Old maps brought to life
“I often take my students to the map room in the University Library.” Maarten Zeylmans van Emmichoven is a Geosciences lecturer and teaches in the field of GIS and Remote Sensing. “In my lectures I talk about about maps which have been digitised and how they are processed. The library holds a fantastic collection. When I visit the map room with my students, Marco always sets up an exhibition, a display about a particular theme. Students get to see the real maps.”
Zeylman’s students have participated in the georeferencing project. “They have added coordinates to old maps, which they enjoyed doing. It was just a very fun thing to do. Each map is very special. Old, rare. They noticed that the geometry of some old maps is of poor quality, but there are also maps showing an excellent geometry. Furthermore, students learned that georeferencing may be either very difficult or very easy.” Georeferencing is part of the curriculum of Geosciensces students. “People still perform field research. They take a printed map along they can make notes on. On their return, they scan the map and next the map is georeferenced. This project fits in perfectly with these activities."
Added value of georeferencing
“The added value of georeferencing? Maps are now included in a geographic interface. You see old maps in their right place.
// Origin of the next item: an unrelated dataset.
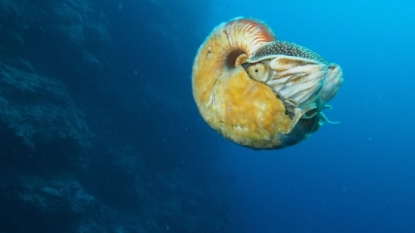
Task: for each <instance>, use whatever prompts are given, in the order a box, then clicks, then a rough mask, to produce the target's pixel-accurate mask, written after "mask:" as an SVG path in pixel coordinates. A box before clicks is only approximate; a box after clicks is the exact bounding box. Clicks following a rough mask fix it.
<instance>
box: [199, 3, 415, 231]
mask: <svg viewBox="0 0 415 233" xmlns="http://www.w3.org/2000/svg"><path fill="white" fill-rule="evenodd" d="M217 2H218V3H215V5H214V6H213V7H212V8H211V18H210V19H209V20H208V21H207V23H206V27H207V28H213V27H214V26H215V25H216V24H218V23H219V22H221V21H226V20H228V19H230V18H233V17H236V16H251V17H255V18H259V19H261V20H263V21H265V22H267V23H268V24H269V25H270V27H271V28H272V29H273V31H274V32H275V33H276V34H277V36H278V38H279V39H281V40H287V41H291V42H295V43H297V44H300V45H303V46H306V47H309V48H310V49H312V50H314V51H316V52H318V53H319V54H320V55H322V56H323V57H324V58H325V59H327V60H328V61H330V62H334V63H337V64H339V65H341V67H342V68H343V72H344V84H343V86H342V87H341V89H340V91H339V92H338V95H337V96H336V97H335V98H334V99H333V100H332V102H331V103H330V104H332V105H333V107H334V109H333V110H330V111H326V115H327V116H328V117H329V119H331V120H333V121H341V124H339V125H324V126H323V127H322V128H321V129H320V130H319V131H318V132H317V133H315V134H314V135H312V136H311V138H309V139H307V140H306V141H304V142H302V143H300V144H299V145H296V146H294V147H291V148H287V149H283V150H277V151H253V150H249V149H245V148H241V147H239V146H236V145H233V144H231V143H227V151H226V153H224V155H223V157H222V161H221V162H220V163H219V165H218V166H220V167H221V168H223V169H224V170H226V171H228V173H229V175H231V176H235V177H236V178H235V179H236V182H237V186H238V192H239V198H240V201H241V203H242V204H241V206H240V212H241V213H243V216H244V220H245V221H244V222H243V223H241V224H243V226H244V227H243V229H244V232H250V233H252V232H261V233H264V232H265V233H268V232H269V233H271V232H415V184H414V182H415V153H414V151H415V145H414V138H413V137H414V136H413V135H414V130H415V126H414V124H413V121H412V119H414V117H415V110H414V106H413V103H414V102H415V101H414V100H415V97H413V94H414V90H413V88H414V87H413V85H414V84H415V82H414V81H413V78H414V74H413V70H414V64H415V59H414V52H415V46H414V44H413V43H414V41H415V31H414V22H415V16H414V15H415V14H414V12H415V3H414V2H413V1H358V0H353V1H299V0H298V1H272V0H266V1H261V3H258V1H245V2H244V4H240V3H239V2H233V1H227V2H224V1H217ZM203 30H204V31H206V34H207V33H208V32H209V30H210V29H206V28H204V29H203Z"/></svg>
You can load the map into Google and then see: what has changed? That is very interesting. Everybody has access to Google, but there are other programs such as ArcGIS. We use that a lot. The last release makes it possible to load the GIS program into ArcGIS and then the map is simply put in the right position. Very user-friendly.”
“The information from a number of old river maps matches perfectly with Maarten Kleinhans’ research. These maps have once been made by land surveyors, so they are quite good according to present standards.”
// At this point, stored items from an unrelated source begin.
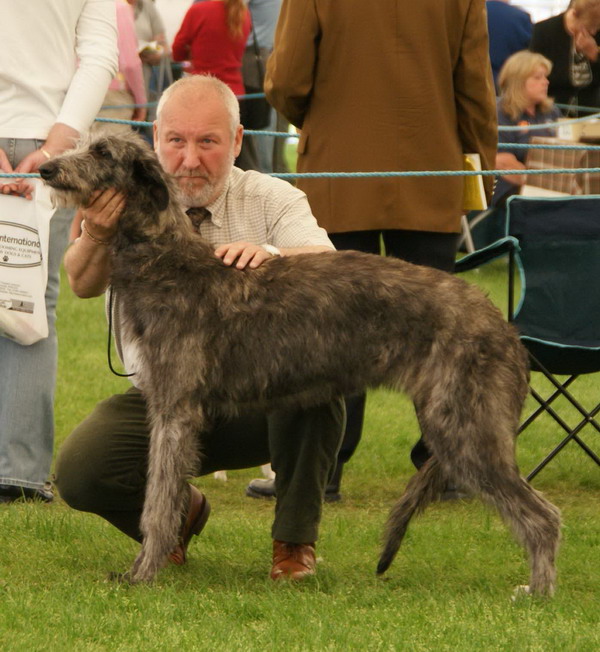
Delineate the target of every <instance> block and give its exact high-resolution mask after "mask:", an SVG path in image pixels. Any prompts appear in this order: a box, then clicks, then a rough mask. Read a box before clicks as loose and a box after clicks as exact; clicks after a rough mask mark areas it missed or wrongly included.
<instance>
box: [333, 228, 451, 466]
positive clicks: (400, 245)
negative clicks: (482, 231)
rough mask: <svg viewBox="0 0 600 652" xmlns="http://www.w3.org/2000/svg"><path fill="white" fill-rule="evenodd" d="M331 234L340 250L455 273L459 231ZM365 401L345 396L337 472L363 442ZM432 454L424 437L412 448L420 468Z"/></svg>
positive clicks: (416, 465) (365, 399)
mask: <svg viewBox="0 0 600 652" xmlns="http://www.w3.org/2000/svg"><path fill="white" fill-rule="evenodd" d="M329 237H330V238H331V241H332V242H333V244H334V245H335V248H336V249H339V250H343V249H354V250H356V251H362V252H364V253H368V254H380V253H383V254H385V255H386V256H393V257H394V258H401V259H402V260H406V261H408V262H409V263H414V264H415V265H425V266H427V267H434V268H435V269H440V270H442V271H445V272H450V273H452V272H453V271H454V261H455V258H456V252H457V249H458V242H459V239H460V234H459V233H433V232H429V231H407V230H402V229H390V230H385V231H349V232H347V233H330V234H329ZM365 403H366V394H360V395H358V396H351V397H347V398H346V415H347V416H346V431H345V433H344V438H343V440H342V446H341V448H340V452H339V454H338V470H337V475H338V476H339V474H340V473H341V465H343V464H345V463H346V462H347V461H348V460H349V459H350V458H351V457H352V455H353V454H354V451H355V450H356V447H357V446H358V443H359V442H360V438H361V436H362V428H363V422H364V415H365ZM430 456H431V453H430V452H429V450H428V449H427V446H426V445H425V442H424V441H423V438H422V437H421V438H420V439H419V441H417V443H416V444H415V445H414V447H413V449H412V451H411V454H410V457H411V460H412V462H413V464H414V465H415V466H416V468H418V469H419V468H421V466H423V464H425V462H426V461H427V460H428V459H429V457H430ZM335 477H336V476H335V475H334V478H335Z"/></svg>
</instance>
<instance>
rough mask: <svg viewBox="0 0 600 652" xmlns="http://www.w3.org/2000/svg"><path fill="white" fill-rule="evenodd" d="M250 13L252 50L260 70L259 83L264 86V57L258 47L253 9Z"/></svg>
mask: <svg viewBox="0 0 600 652" xmlns="http://www.w3.org/2000/svg"><path fill="white" fill-rule="evenodd" d="M248 11H249V12H250V25H251V26H252V49H253V50H254V59H255V61H256V67H257V69H258V81H259V84H260V86H262V85H263V84H264V81H265V68H264V66H263V63H262V57H261V56H260V48H259V47H258V39H257V38H256V29H254V16H253V15H252V9H250V7H248Z"/></svg>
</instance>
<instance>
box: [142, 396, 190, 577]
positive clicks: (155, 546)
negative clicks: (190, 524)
mask: <svg viewBox="0 0 600 652" xmlns="http://www.w3.org/2000/svg"><path fill="white" fill-rule="evenodd" d="M168 413H169V416H164V410H163V413H161V414H159V415H158V416H155V417H153V416H152V409H150V418H151V423H152V429H151V433H150V452H149V458H148V481H147V484H146V498H145V501H144V510H143V512H142V519H141V523H140V528H141V531H142V534H143V543H142V549H141V551H140V553H139V555H138V556H137V558H136V560H135V561H134V563H133V566H132V568H131V570H130V573H129V579H130V581H131V582H149V581H151V580H152V579H153V578H154V576H155V575H156V573H157V572H158V571H159V570H160V568H161V567H162V566H164V565H165V564H166V562H167V556H168V554H169V553H170V552H171V551H172V550H173V548H174V547H175V545H176V544H177V540H178V535H179V528H180V526H181V521H182V514H183V509H184V506H185V498H186V496H187V490H188V488H187V482H186V479H187V478H188V477H189V476H190V474H191V473H192V472H193V470H195V469H196V460H197V450H198V448H197V440H196V437H197V433H198V432H199V430H200V429H201V422H202V420H203V419H202V416H201V415H202V413H201V411H200V410H198V408H196V409H195V414H194V418H193V419H190V418H189V412H186V411H185V410H180V411H178V410H173V411H171V410H169V411H168Z"/></svg>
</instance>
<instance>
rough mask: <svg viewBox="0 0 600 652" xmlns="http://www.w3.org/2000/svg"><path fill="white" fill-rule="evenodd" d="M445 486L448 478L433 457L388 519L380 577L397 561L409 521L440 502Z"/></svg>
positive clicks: (421, 470) (421, 471) (426, 464)
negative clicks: (434, 503)
mask: <svg viewBox="0 0 600 652" xmlns="http://www.w3.org/2000/svg"><path fill="white" fill-rule="evenodd" d="M446 484H447V478H446V476H445V475H444V473H443V471H442V468H441V466H440V464H439V462H438V461H437V459H436V458H435V457H430V458H429V459H428V460H427V462H426V463H425V464H424V465H423V466H422V467H421V468H420V469H419V471H418V472H417V473H416V474H415V475H413V477H412V478H411V479H410V480H409V482H408V485H407V487H406V491H405V492H404V494H403V495H402V497H401V498H400V500H399V501H398V502H397V503H396V504H395V505H394V507H393V508H392V511H391V512H390V515H389V517H388V521H387V525H386V532H385V537H384V545H383V551H382V553H381V556H380V558H379V562H378V564H377V574H378V575H381V574H382V573H385V571H386V570H387V569H388V568H389V567H390V564H391V563H392V561H394V557H395V556H396V553H397V552H398V549H399V548H400V544H401V543H402V539H403V538H404V535H405V533H406V529H407V528H408V524H409V522H410V519H411V518H412V517H413V516H414V515H415V513H420V512H422V511H423V510H424V509H425V508H426V507H427V506H428V505H429V504H430V503H432V502H434V501H435V500H438V499H439V497H440V496H441V495H442V493H443V492H444V490H445V489H446Z"/></svg>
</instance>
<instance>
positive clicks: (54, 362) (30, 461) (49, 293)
mask: <svg viewBox="0 0 600 652" xmlns="http://www.w3.org/2000/svg"><path fill="white" fill-rule="evenodd" d="M42 144H43V141H40V140H33V139H8V138H0V148H1V149H3V150H4V151H5V152H6V155H7V156H8V158H9V161H10V163H11V165H12V166H13V167H14V166H16V165H17V164H18V163H19V161H21V160H22V159H23V158H24V157H25V156H26V155H27V154H29V153H30V152H32V151H34V150H36V149H38V148H39V147H40V146H41V145H42ZM23 201H26V200H25V199H24V200H23ZM72 219H73V210H71V209H68V210H66V209H60V210H57V211H56V212H55V213H54V215H53V217H52V219H51V220H50V245H49V251H48V286H47V288H46V312H47V316H48V328H49V335H48V337H47V338H46V339H44V340H40V341H39V342H36V343H35V344H32V345H31V346H22V345H20V344H16V343H15V342H13V341H11V340H9V339H6V338H4V337H0V369H1V370H2V373H1V374H0V484H7V485H17V486H21V487H29V488H31V489H39V488H41V487H43V486H44V483H45V482H46V480H47V479H48V476H49V473H50V465H51V462H52V449H53V444H54V386H55V382H56V362H57V341H56V329H55V320H56V302H57V299H58V290H59V283H60V276H59V270H60V263H61V260H62V255H63V253H64V250H65V247H66V245H67V241H68V237H69V228H70V225H71V221H72Z"/></svg>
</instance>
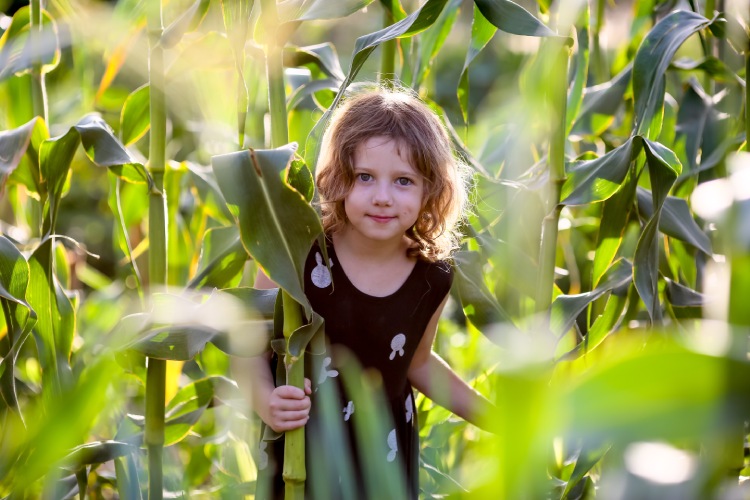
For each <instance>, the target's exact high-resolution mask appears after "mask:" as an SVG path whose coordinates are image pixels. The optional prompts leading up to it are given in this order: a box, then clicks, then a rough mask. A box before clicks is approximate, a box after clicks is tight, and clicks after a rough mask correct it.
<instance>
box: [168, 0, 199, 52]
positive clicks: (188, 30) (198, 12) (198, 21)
mask: <svg viewBox="0 0 750 500" xmlns="http://www.w3.org/2000/svg"><path fill="white" fill-rule="evenodd" d="M209 5H210V1H209V0H196V1H195V2H193V5H191V6H190V7H188V8H187V9H186V10H185V11H184V12H183V13H182V14H180V17H178V18H177V19H176V20H175V21H174V22H172V24H170V25H169V26H167V28H166V29H165V30H164V32H163V33H162V35H161V44H162V45H163V46H164V48H166V49H170V48H172V47H174V46H175V45H177V44H178V43H180V40H182V37H183V35H184V34H185V33H187V32H189V31H193V30H195V29H196V28H197V27H198V25H200V23H201V21H203V18H204V17H206V13H207V12H208V6H209Z"/></svg>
How was it, how is it, how is it going to be
“By georeferencing maps you extend the history of a map. How was the situation back then, how is it now, what’s it going to be? We can go further back in time. For instance you can see how the course of a river has been changed by men, or how it has taken another course. Thousands of old maps are online, so the course of river can be studied clicking away behind your computer. Nevertheless, scientists and students study printed atlases or real maps in the map room of the University Library. Old maps can be viewed digitally. More recent maps, made after 1850, can rarely be consulted in a digital format. This has everything to do with copyright laws. The library does not own the rights of more recent maps”
Crowdfunding and crowdsourcing
To realise the georeferencing project money and manpower were needed. Money was raised via the crowdfunding initiative Funding the Future of the Utrecht alumni community. In addition, students and alumni of the Faculty of Geosciences were taken on to participate in georeferencing. First the old maps were scanned by library staff, digitally stored and next groups of volunteers added coordinates to the maps. Now old and current maps can be laid on top of each other, allowing a detailed comparison of old and current situations. And all this via an open, digitally available platform. In this way the files resulting from georeferencing are made freely available for reuse by the University Library.
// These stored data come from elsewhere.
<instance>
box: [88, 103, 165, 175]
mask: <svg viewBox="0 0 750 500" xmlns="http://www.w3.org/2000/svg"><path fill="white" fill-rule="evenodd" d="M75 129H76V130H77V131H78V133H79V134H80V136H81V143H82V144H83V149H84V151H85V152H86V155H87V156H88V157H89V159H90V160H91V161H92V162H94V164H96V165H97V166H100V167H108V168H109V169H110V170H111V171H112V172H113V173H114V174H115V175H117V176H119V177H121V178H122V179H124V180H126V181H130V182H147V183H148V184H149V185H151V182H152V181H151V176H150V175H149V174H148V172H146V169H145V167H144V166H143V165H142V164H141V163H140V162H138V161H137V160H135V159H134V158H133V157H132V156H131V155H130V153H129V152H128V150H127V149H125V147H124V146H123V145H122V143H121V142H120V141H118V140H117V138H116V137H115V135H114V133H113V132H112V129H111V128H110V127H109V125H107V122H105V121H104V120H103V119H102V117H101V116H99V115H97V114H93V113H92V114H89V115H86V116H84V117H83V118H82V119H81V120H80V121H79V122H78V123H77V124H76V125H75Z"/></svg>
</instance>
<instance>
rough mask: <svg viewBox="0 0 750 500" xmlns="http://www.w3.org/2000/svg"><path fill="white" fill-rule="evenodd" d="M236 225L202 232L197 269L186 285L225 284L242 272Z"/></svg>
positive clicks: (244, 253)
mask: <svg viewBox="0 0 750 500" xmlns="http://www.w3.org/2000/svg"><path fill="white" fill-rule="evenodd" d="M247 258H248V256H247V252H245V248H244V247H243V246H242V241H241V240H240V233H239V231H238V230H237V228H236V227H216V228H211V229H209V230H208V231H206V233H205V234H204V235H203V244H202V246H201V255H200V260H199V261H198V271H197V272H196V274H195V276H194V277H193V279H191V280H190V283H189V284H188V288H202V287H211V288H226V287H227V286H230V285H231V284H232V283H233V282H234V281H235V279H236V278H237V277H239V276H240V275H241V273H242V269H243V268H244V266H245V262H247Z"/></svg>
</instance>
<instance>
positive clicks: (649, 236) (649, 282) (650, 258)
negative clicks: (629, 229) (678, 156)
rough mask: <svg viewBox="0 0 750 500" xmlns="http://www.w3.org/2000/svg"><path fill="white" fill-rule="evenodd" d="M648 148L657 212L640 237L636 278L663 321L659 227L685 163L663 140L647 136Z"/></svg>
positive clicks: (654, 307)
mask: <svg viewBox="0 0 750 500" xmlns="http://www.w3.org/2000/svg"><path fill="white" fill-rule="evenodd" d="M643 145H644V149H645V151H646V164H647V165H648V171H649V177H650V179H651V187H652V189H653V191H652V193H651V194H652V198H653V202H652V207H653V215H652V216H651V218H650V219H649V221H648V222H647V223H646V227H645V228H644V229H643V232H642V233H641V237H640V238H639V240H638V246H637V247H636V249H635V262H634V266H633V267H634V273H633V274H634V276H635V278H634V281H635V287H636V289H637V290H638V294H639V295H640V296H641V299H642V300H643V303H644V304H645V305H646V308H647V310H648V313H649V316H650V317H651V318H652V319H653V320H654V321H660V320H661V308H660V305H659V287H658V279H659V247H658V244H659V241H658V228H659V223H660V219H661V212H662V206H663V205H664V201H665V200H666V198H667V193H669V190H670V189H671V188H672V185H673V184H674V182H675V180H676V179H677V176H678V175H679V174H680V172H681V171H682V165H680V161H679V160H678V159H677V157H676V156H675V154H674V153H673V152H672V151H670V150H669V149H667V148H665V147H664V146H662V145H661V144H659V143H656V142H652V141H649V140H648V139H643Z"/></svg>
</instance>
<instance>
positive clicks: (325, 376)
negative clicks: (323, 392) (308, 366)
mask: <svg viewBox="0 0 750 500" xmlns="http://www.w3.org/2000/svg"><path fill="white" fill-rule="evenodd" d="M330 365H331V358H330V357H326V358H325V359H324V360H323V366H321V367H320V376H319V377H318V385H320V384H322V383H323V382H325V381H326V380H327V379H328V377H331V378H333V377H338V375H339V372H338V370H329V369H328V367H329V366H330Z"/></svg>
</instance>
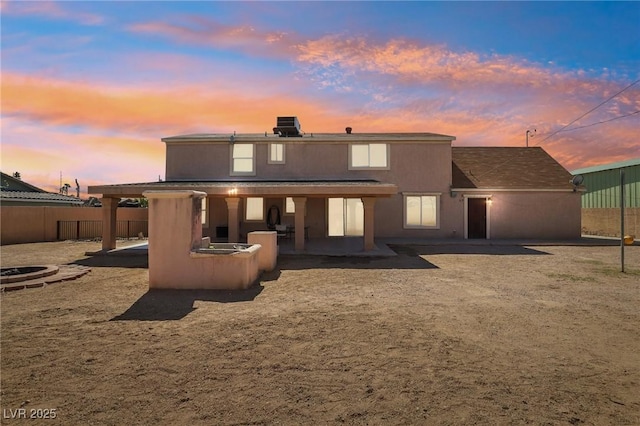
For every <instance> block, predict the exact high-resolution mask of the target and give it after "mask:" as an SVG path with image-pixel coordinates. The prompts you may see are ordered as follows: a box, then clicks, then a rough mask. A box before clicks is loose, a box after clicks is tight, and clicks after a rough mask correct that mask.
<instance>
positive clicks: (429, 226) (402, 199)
mask: <svg viewBox="0 0 640 426" xmlns="http://www.w3.org/2000/svg"><path fill="white" fill-rule="evenodd" d="M402 196H403V199H402V207H403V217H402V225H403V226H402V227H403V228H404V229H440V217H441V216H442V213H441V207H440V205H441V204H440V198H441V196H442V193H440V192H407V193H403V194H402ZM409 197H420V198H422V197H434V198H435V201H436V208H435V210H436V211H435V214H436V223H435V225H409V224H408V223H407V214H408V213H409V208H408V207H409V206H408V205H407V201H408V198H409ZM421 204H422V200H421ZM422 214H423V212H422V209H421V210H420V218H421V222H422Z"/></svg>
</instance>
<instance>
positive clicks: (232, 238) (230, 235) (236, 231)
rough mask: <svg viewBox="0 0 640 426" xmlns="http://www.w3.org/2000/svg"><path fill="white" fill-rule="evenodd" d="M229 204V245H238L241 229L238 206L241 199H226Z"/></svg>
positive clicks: (225, 198) (236, 197) (227, 210)
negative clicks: (239, 221) (240, 229)
mask: <svg viewBox="0 0 640 426" xmlns="http://www.w3.org/2000/svg"><path fill="white" fill-rule="evenodd" d="M224 200H225V201H226V202H227V212H228V215H229V216H228V222H229V239H228V241H227V242H229V243H237V242H238V240H239V239H240V229H239V228H240V227H239V221H238V206H239V205H240V198H237V197H232V198H225V199H224Z"/></svg>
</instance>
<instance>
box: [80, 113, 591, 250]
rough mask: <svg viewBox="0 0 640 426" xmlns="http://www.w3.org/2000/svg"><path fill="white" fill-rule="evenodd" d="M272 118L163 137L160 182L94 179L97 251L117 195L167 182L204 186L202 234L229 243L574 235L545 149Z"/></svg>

Take good care of the collection
“The map collection of Utrecht University Library deserves good taking care of. For instance, we have the entire collection of TNO and of the Geological Service. That is a very complete collection which is very well documented. Geological services were institutions set up by the colonizers, not by the colonized countries themselves. I think we have maps here which certain African countries don’t have. And even though you scan maps or atlases, you must still take good care of the original copies. The beauty of this kind of projects is that it brings the collection to life. I think it increases awareness, leading to a more active use of the maps in research and education. This use of the material, makes it easier to access. However, this is only a fraction of the entire digitized collection.”
Van Egmond estimates that there are around 50,000 copyright free maps in the collection which are suitable for georeferencing.
In July Maarten Zeylmans will teach the Summerschool course Hands-on GIS for Earth Scientists. Also then you can find him in the map room of Utrecht University Library with students from all over the world.